Where does the enzyme Lysozyme that catalyzes the destruction of the cell walls cleaves?
A - Lysozyme is a DD-transpeptidase that cleaves the cross-linked peptidoglycan chains.
B - Lysozyme is a glycoside hydrolase that catalyzes the hydrolysis of 1,4-beta-linkages between N-acetylmuramic acid (NAM) and N-acetyl-D-glucosamine (NAG) residues in peptidoglycan.
C - Lysozyme forms a peptide bond between two molecules when the carboxyl group of one molecule reacts with the amino group of the other molecule, releasing a molecule of water (H2O).
D- No idea whatsoever ???
The answer is B. Lysozyme is a glycoside hydrolase that catalyzes the hydrolysis of 1,4- beta -linkages between N-acetylmuramic acid (NAM) and N-acetyl D-glucosamine(NAG) residues in peptidoglycan.
Description: Bacterial cell walls contain a layer of peptidoglycan in which the specific site that lysozyme targets. This peptidoglycan layer contains alternating molecules of NAM and NAG linked by beta-(1,4) bonds. As a glycoside hydrolase, lysozyme targets this linkage resulting in bacterial death.

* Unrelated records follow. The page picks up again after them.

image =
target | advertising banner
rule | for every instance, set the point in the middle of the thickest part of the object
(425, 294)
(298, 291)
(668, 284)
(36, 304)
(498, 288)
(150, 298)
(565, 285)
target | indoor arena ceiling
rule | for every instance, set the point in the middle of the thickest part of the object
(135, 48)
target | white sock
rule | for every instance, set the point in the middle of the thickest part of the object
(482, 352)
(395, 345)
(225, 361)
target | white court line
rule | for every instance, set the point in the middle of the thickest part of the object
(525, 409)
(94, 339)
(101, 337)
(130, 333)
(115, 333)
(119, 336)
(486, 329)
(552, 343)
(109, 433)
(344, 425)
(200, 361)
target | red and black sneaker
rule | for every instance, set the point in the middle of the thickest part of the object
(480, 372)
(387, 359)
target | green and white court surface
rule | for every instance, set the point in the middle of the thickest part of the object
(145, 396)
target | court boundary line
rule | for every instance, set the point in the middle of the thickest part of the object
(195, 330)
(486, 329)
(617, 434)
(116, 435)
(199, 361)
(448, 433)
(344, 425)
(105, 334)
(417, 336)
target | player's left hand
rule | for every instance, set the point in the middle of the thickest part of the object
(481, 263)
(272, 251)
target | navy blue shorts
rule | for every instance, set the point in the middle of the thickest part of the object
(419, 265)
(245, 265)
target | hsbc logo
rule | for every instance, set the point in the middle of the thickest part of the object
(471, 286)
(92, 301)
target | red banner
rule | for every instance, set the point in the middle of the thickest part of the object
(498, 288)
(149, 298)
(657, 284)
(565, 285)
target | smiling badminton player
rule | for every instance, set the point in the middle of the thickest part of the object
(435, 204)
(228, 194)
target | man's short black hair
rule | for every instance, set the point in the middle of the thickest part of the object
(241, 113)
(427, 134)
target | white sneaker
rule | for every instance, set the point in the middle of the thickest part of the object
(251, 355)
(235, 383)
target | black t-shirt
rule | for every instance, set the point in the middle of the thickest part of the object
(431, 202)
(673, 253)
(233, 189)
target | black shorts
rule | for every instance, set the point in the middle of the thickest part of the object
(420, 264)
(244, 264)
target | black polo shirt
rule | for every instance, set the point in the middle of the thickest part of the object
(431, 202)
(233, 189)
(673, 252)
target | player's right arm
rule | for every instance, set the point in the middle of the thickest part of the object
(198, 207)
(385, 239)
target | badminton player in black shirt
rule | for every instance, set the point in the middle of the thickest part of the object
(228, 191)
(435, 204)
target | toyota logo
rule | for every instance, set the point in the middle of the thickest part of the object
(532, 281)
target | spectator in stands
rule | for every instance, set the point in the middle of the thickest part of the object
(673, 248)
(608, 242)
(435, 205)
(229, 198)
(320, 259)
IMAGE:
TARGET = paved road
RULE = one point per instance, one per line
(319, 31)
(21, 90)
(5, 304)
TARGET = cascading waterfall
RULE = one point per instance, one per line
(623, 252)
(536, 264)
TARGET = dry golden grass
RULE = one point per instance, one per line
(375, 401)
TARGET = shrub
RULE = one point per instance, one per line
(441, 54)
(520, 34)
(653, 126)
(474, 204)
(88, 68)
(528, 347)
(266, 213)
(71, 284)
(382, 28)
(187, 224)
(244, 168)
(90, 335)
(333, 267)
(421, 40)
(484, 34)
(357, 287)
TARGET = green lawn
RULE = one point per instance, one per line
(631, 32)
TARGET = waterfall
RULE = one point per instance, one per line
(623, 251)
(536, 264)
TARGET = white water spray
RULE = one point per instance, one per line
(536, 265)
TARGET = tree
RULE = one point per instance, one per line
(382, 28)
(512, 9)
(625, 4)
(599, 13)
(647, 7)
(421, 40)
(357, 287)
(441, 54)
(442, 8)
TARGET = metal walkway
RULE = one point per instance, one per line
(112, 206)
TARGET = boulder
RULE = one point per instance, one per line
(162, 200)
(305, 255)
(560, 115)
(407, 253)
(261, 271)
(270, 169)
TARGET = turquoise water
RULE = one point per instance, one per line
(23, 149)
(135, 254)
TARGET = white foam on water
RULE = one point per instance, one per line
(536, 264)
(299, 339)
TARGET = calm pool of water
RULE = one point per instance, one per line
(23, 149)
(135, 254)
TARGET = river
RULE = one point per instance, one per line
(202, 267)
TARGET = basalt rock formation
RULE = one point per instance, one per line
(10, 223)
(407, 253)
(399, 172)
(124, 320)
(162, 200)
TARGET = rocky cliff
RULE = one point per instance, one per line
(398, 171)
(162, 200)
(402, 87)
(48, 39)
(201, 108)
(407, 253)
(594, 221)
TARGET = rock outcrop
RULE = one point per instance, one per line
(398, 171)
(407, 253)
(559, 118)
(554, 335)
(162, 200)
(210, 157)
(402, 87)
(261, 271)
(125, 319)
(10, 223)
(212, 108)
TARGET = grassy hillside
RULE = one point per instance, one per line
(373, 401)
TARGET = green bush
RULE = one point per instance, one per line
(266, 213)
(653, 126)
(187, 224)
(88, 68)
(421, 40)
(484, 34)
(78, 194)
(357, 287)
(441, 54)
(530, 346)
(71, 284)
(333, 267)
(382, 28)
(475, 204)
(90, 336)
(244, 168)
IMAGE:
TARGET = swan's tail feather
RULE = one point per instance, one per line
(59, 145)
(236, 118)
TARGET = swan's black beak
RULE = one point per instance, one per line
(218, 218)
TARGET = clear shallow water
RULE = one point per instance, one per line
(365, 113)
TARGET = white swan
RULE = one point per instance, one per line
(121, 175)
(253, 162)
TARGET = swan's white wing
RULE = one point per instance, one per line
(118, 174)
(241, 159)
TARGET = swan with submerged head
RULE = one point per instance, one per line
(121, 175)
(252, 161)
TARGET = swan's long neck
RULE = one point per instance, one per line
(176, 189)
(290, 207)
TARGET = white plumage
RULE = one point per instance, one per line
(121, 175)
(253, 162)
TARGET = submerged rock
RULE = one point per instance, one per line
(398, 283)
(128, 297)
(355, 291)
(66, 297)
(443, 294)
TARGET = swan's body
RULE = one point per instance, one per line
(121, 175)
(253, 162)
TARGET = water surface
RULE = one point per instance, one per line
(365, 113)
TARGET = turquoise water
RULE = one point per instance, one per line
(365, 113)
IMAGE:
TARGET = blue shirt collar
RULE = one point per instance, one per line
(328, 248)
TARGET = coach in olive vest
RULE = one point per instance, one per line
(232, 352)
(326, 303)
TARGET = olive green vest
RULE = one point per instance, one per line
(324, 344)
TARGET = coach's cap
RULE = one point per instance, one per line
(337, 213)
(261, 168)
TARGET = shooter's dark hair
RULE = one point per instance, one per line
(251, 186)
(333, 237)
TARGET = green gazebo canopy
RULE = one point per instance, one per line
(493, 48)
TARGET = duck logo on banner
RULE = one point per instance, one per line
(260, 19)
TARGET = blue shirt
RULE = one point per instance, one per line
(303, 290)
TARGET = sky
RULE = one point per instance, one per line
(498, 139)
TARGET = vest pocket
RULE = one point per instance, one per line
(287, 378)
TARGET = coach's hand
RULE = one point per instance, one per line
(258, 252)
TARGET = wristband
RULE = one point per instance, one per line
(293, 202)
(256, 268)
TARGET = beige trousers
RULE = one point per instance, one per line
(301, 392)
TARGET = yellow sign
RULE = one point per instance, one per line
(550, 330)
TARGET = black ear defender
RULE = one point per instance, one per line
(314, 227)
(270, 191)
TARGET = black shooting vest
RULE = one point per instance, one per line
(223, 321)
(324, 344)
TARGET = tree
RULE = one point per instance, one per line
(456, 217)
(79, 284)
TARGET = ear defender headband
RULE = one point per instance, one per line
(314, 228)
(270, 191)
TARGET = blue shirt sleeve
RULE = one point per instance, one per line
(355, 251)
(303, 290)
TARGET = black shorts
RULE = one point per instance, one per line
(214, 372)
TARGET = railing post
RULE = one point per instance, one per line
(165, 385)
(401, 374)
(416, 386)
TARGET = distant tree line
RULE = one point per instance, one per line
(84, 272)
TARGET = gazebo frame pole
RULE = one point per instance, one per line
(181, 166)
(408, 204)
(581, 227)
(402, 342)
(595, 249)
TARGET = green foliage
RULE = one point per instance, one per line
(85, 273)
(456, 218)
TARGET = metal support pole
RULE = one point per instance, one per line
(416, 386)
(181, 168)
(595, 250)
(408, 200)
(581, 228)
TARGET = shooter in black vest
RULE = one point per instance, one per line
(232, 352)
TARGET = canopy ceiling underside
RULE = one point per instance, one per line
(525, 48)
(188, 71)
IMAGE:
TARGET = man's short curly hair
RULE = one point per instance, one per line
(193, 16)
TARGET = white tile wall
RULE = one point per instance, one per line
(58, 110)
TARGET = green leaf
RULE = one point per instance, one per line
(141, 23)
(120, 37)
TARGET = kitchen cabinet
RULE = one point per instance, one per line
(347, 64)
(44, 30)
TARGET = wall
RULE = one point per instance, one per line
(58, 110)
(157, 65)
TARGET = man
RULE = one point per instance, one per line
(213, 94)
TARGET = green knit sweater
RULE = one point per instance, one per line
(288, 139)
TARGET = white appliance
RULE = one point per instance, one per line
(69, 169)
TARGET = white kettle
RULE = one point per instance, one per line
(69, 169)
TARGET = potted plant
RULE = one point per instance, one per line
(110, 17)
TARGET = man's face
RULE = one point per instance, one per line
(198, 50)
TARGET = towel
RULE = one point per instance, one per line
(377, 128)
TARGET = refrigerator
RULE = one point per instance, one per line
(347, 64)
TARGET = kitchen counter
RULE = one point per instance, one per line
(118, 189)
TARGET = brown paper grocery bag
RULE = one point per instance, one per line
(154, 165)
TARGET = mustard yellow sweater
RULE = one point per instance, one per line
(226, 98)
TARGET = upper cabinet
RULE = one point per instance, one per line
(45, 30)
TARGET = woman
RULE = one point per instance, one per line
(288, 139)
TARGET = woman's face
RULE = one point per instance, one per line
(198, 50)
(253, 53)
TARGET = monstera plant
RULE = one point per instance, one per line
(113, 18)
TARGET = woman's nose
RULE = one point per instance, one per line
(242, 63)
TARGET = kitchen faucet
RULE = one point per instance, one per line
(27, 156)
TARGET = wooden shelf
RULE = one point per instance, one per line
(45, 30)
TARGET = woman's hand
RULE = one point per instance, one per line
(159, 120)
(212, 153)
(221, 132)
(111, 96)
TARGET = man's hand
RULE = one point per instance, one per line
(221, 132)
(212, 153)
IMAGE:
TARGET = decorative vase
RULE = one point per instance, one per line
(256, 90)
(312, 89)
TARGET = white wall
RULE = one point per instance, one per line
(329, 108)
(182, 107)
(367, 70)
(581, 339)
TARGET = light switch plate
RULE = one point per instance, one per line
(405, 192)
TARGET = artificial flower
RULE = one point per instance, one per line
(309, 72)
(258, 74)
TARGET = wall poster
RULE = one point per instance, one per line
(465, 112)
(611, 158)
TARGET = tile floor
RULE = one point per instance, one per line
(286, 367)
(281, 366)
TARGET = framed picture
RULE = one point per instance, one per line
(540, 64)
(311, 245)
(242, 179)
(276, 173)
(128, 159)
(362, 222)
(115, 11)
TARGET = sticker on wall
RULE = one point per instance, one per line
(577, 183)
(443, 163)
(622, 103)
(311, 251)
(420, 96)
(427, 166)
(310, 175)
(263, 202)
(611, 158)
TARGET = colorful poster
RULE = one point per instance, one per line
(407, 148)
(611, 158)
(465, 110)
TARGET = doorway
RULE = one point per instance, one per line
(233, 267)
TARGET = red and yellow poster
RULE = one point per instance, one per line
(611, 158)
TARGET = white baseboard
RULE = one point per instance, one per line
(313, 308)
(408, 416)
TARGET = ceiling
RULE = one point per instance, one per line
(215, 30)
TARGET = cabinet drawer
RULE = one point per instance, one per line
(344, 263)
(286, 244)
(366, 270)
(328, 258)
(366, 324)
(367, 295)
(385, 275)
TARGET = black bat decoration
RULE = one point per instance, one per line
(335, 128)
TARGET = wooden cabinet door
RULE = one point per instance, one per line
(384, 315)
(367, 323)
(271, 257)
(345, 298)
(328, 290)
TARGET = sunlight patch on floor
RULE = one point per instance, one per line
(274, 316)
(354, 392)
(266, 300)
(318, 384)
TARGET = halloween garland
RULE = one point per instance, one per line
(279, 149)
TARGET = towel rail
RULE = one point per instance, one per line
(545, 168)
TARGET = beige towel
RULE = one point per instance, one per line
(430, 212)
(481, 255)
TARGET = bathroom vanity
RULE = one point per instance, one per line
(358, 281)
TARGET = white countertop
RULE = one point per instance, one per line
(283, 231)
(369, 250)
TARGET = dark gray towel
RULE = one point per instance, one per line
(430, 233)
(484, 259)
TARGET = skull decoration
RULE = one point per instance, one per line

Option A is not supporting as this lysozyme is not a transpeptidase enzyme. Transpeptidase catalyzes the cross-linkage of peptidoglycan in bacterial cell walls.
Option C is not supporting, It does not form a peptide bond. As it is a hydrolase, it carry out hydrolysis which transfers the functional groups to water and does not release the water molecule.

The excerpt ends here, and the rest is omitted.